LOX-1 acts as an N6-methyladenosine-regulated receptor for Helicobacter pylori by binding to the bacterial catalase
Judeng Zeng, Chuan Xie, Ziheng Huang, Chi H. Cho, Hung Chan, Qing Li, Hassan Ashktorab, Duane T. Smoot, Sunny H. Wong, Jun Yu, Wei Gong, Cong Liang, Hongzhi Xu, Huarong Chen, Xiaodong Liu, Justin C. Y. Wu, Margaret Ip, Tony Gin, Lin Zhang, Matthew T.V. Chan, Wei Hu, William Ka Kei Wu
Abstract
Abstract The role of N 6 -methyladenosine (m 6 A) modification of host mRNA during bacterial infection is unclear. Here, we show that Helicobacter pylori infection upregulates host m 6 A methylases and increases m 6 A levels in gastric epithelial cells. Reducing m 6 A methylase activity via hemizygotic deletion of methylase-encoding gene Mettl3 in mice, or via small interfering RNAs targeting m 6 A methylases, enhances H. pylori colonization. We identify LOX-1 mRNA as a key m 6 A-regulated target during H. pylori infection. m 6 A modification destabilizes LOX-1 mRNA and reduces LOX-1 protein levels. LOX-1 acts as a membrane receptor for H. pylori catalase and contributes to bacterial adhesion.
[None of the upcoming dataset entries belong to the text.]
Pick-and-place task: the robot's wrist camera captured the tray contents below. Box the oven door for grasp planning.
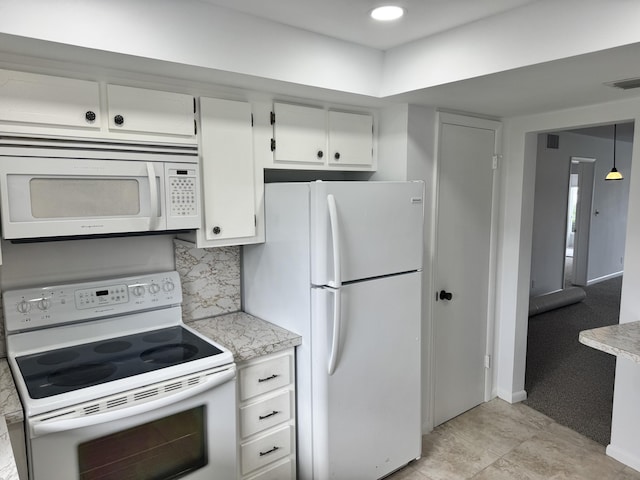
[0,157,166,239]
[27,365,237,480]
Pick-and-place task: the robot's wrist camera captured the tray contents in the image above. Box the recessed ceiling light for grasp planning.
[371,5,404,22]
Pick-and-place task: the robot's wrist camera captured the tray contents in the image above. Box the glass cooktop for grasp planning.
[16,326,222,399]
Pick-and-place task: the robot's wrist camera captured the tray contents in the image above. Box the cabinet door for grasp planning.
[273,103,327,165]
[107,85,195,137]
[0,70,100,130]
[328,111,373,165]
[200,98,256,240]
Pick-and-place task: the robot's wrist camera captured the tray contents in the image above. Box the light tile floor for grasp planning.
[385,399,640,480]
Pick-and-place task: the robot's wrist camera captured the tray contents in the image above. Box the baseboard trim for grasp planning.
[587,271,624,286]
[498,390,527,403]
[606,444,640,472]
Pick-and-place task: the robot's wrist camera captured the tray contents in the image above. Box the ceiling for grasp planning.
[203,0,640,118]
[204,0,540,50]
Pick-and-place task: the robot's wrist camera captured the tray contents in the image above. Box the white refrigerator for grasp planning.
[242,181,424,480]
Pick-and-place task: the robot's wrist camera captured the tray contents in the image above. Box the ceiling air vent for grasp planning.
[605,78,640,90]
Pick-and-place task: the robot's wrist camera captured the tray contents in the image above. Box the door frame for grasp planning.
[425,111,503,430]
[563,157,596,286]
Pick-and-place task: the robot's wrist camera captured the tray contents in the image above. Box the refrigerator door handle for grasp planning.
[328,289,342,375]
[327,194,342,288]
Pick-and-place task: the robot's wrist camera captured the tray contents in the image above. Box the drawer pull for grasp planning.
[258,373,280,383]
[258,447,280,457]
[258,410,280,420]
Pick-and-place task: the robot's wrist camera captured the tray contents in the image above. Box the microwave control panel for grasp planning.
[166,165,200,229]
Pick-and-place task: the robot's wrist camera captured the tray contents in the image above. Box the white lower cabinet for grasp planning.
[238,349,296,480]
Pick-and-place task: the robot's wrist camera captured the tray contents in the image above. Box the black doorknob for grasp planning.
[440,290,453,300]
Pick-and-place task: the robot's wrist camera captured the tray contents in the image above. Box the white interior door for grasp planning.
[433,116,499,425]
[571,157,596,286]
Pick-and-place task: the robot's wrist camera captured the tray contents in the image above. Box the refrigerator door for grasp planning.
[312,272,421,480]
[310,182,424,286]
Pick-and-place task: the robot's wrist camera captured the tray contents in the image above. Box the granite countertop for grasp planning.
[578,321,640,363]
[187,312,302,362]
[0,312,302,480]
[0,358,24,480]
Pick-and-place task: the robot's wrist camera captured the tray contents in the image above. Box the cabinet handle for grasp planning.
[258,410,280,420]
[258,446,280,457]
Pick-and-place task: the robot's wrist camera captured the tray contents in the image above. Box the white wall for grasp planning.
[497,99,640,470]
[531,127,632,296]
[381,0,640,96]
[0,0,640,97]
[0,0,383,95]
[371,104,437,433]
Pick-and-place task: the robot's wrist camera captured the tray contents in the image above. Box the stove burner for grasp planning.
[140,343,198,364]
[93,340,131,353]
[49,363,116,387]
[38,350,79,365]
[142,329,178,343]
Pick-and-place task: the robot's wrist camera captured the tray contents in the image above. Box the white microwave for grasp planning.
[0,137,201,240]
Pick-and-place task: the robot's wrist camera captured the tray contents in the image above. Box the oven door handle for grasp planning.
[31,366,236,438]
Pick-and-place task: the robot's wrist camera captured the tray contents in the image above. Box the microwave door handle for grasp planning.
[32,367,236,437]
[147,162,158,230]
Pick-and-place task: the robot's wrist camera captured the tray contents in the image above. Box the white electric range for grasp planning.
[3,272,237,480]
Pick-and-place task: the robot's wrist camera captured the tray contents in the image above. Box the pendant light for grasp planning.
[604,123,624,180]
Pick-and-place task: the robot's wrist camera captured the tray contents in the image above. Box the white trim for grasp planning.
[606,444,640,471]
[587,270,624,286]
[498,389,527,403]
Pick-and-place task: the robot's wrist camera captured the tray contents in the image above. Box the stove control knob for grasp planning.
[37,298,51,310]
[17,300,31,313]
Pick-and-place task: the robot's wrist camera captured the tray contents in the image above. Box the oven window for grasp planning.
[29,178,140,218]
[78,406,207,480]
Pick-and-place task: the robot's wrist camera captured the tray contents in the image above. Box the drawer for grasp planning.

Pharmacological inhibition of LOX-1, or genetic ablation of Lox-1 , reduces H. pylori colonization. Moreover, deletion of the bacterial catalase gene decreases adhesion of H. pylori to human gastric sections. Our results indicate that m 6 A modification of host LOX-1 mRNA contributes to protection against H. pylori infection by downregulating LOX-1 and thus reducing H. pylori adhesion.